In closing this chapter we cannot do better than to quote from the fourth volume of the Jewish Encyclopedia, which pays this remarkable tribute to Christianity:
“Christianity, following the matchless ideals of its Christ, redeemed the despised and outcast, and ennobled suffering. It checked infanticide, and founded asylums for the young. It removed the curse of slavery by making the humblest bondsmen proud of being a child of God. It fought against the cruelties of the arena, it invested the home with purity and proclaimed the value of each human soul as a treasure in the eyes of God, and it so leavens the great masses of the empire as to render the cross of Christ the sign of victory for its legions in place of the Roman eagle.
“The Galilean entered the world as a conqueror. The Church became the educator of pagan nations; and one race after another was brought under her tutorship. The Latin races were followed by the Celt, the Teuton and the Slav. The same burning enthusiasm which sent forth the first Apostles, also set the missionaries aglow, and brought all Europe and Africa, and finally the American continent, under the scepter of an omnipotent Church. Christianity is not an end, but the means to an end, the establishment of the brotherhood of man and the fatherhood of God.”
CHAPTER XI
Hereditary Sin
It was an exceedingly cold night when Jake Grossman burst into the mission, having on the apparel of a hotel cook. He did not take a seat, but marched to the front and prostrated himself at the altar, crying, “God be merciful to me, a sinner.” In such cases, no difference what we are doing, all formal program is suspended and we go at once to prayer. Jake was in deep earnest, men and women acquainted with God kneeled all about him, presenting his case to the Saviour of men. We did not then know his special need, but a soul in the depth of conviction wanted God, not for one sin, but he needed cleansing from all the sins of his past life. It must have been an hour before that soul received light. The choir had sung softly, “I'm coming home to-night,” and like melodies; others had come to the altar, been forgiven and gone to their seats, when Jake Grossman rose to his feet and rejoiced that he had found peace and pardon through the blood of Christ.
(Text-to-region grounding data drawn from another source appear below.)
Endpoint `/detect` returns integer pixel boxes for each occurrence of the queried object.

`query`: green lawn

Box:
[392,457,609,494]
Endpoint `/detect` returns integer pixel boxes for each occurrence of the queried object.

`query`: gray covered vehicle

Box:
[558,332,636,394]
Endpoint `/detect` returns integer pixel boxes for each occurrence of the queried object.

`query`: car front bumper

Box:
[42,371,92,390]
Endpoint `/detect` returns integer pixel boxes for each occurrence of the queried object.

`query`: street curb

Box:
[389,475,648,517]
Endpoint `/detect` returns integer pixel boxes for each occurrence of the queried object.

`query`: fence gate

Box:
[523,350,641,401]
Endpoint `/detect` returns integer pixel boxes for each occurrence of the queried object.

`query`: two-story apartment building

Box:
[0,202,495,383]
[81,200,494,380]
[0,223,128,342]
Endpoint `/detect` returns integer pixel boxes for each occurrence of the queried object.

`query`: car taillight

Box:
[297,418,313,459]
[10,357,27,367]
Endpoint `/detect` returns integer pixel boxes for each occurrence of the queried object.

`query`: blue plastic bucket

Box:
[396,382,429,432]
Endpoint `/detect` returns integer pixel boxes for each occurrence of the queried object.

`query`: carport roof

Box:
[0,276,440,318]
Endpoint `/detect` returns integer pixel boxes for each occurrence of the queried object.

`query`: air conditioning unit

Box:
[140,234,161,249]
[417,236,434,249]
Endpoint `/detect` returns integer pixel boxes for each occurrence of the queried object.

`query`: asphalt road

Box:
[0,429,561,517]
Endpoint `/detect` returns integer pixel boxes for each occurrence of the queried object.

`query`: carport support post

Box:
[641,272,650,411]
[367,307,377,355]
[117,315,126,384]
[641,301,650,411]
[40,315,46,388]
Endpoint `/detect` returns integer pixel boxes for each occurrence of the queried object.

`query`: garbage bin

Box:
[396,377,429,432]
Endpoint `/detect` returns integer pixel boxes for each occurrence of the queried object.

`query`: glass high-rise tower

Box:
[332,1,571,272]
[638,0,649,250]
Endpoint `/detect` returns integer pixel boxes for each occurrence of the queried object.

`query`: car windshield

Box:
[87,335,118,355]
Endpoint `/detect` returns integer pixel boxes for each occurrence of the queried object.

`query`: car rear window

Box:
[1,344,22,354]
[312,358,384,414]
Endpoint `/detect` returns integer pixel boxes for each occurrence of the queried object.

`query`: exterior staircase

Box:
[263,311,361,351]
We found afterwards that Grossman was the son of the great Swiss engineer, who had planned the great tunnel through the Alps, whose genius had built bridges over roaring, impassable canyons, who had planned the electric roads in all parts of Switzerland, until he was wined and dined by scientists not only in his own country but in many countries, so that he had acquired the alcoholic habit, after which his brain became sluggish and at last he fell from his high estate, became a common drunkard and died poor. The memory of the wicked shall perish.
While he was yet prosperous, using expensive wines, his only legitimate son was born. The mother noticed that, as a child of six or seven, Jake wanted a sip every time wine was used on the table; by twelve he could drink a large glass of wine and not show drunkenness. By his twentieth year Jake was a drunkard, the father dead, the mother poor and heart-broken. Friends and relatives all advised sending Jake to America, where wine is not used on the table, and also to get Jake away from old companions.
He came with letters to good people, but alcoholism is not baffled by change of location. His money gave out, the people to whom he had been introduced refused to receive him. Fortunately his mother had taught him to cook, so he obtained a place as an assistant cook in a Washington hotel; later he developed into a first-class chef. When he came to the Mission he had been discharged for drunkenness, and now, being a redeemed man, he went back to the hotel, gave up his white clothing, gathered up his belongings, and sought other work.
That was five years ago. Jake has often been asked by the hotels of this city to cook for them at a salary of $100 or more a month, but Jake daily prays, “Lead us not into temptation,” and he does not knowingly walk into it. He shovels coal at a wage of $10 per week. He says, “You see, it keeps me in the open air; I do not have to taste wine or smell it; I get black on the outside, but I keep white within, which was more than I did as a cook.”
All the heroes are not in high places. “He that ruleth his spirit is better than he that taketh a city.” We believe God cleansed Jake Grossman from inherited sin.